In Epsilla, you can have multiple tables in a database. A table has its name, and multiple fields. Each field has its name, data type, and specific configurations.

PreviousConnect to a databaseNextDrop a table

Last updated 7 months ago

Create a table in code

In both self-hosted Epsilla and Epsilla Cloud, you can use the following code to programmatically create tables:

status_code, response = db.create_table(
    table_name="MyTable",
    table_fields=[
        {"name": "ID", "dataType": "INT", "primaryKey": True},
        {"name": "Doc", "dataType": "STRING"},
        {"name": "Embedding", "dataType": "VECTOR_FLOAT", "dimensions": 4}
    ],
    # Optionally, add indices on STRING fields with automatic embedding and indexing
    indices=[
        {"name": "Index", "field": "Doc", "model": "BAAI/bge-small-en-v1.5"}
    ]
)
await db.createTable('MyTable',
  [
    {"name": "ID", "dataType": "INT", "primaryKey": true},
    {"name": "Doc", "dataType": "STRING"},
    {"name": "Embedding", "dataType": "VECTOR_FLOAT", "dimensions": 4}
  ],
  // Optionally, add indices on STRING fields with automatic embedding and indexing
  [
    {"name": "Index", "field": "Doc", "model": "BAAI/bge-small-en-v1.5"}
  ]
);

Create a table on Epsilla Cloud portal UI

On Epsilla Cloud, you can also intuitively create vector tables via GUI. Use the 'Add Field' button to add more fields; Use the 'Add Index' button to add more embedding indices; Use the 'Delete' buttons to remove a field or index; Give each field a name, data type, and additional options; Choose the desired embedding model for each index.

Field Data Types

We can define different data types for each field.

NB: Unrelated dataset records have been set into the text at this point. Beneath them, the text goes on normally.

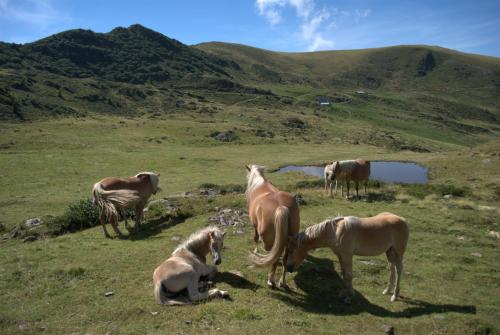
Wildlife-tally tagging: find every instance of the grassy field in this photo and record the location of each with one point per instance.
(57, 285)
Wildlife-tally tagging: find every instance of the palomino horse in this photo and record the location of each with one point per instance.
(328, 173)
(116, 194)
(185, 267)
(356, 170)
(348, 236)
(275, 216)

Here are supported data types:

TINYINT      # An int with value range [-256, 255]
SMALLINT     # An int with value range [-65536, 65535]
INT          # An int with value range [-2147483648, 2147483647]
BIGINT       # An int with value range [-9223372036854775808, 9223372036854775807]
FLOAT        # A float field
DOUBLE       # A double field
STRING       # A string field
BOOL         # A boolean field
JSON         # Any valid JSON
VECTOR_FLOAT # A vector of float field, dimension must be provided
SPARSE_VECTOR_FLOAT # A sparse vector of float, dimension must be provided

Embedding Fields

Epsilla supports defining multiple embedding fields in one table. This is very convenient for you to bring in your own embeddings, and manage multiple embeddings (could be embedded from different models) for the same documents.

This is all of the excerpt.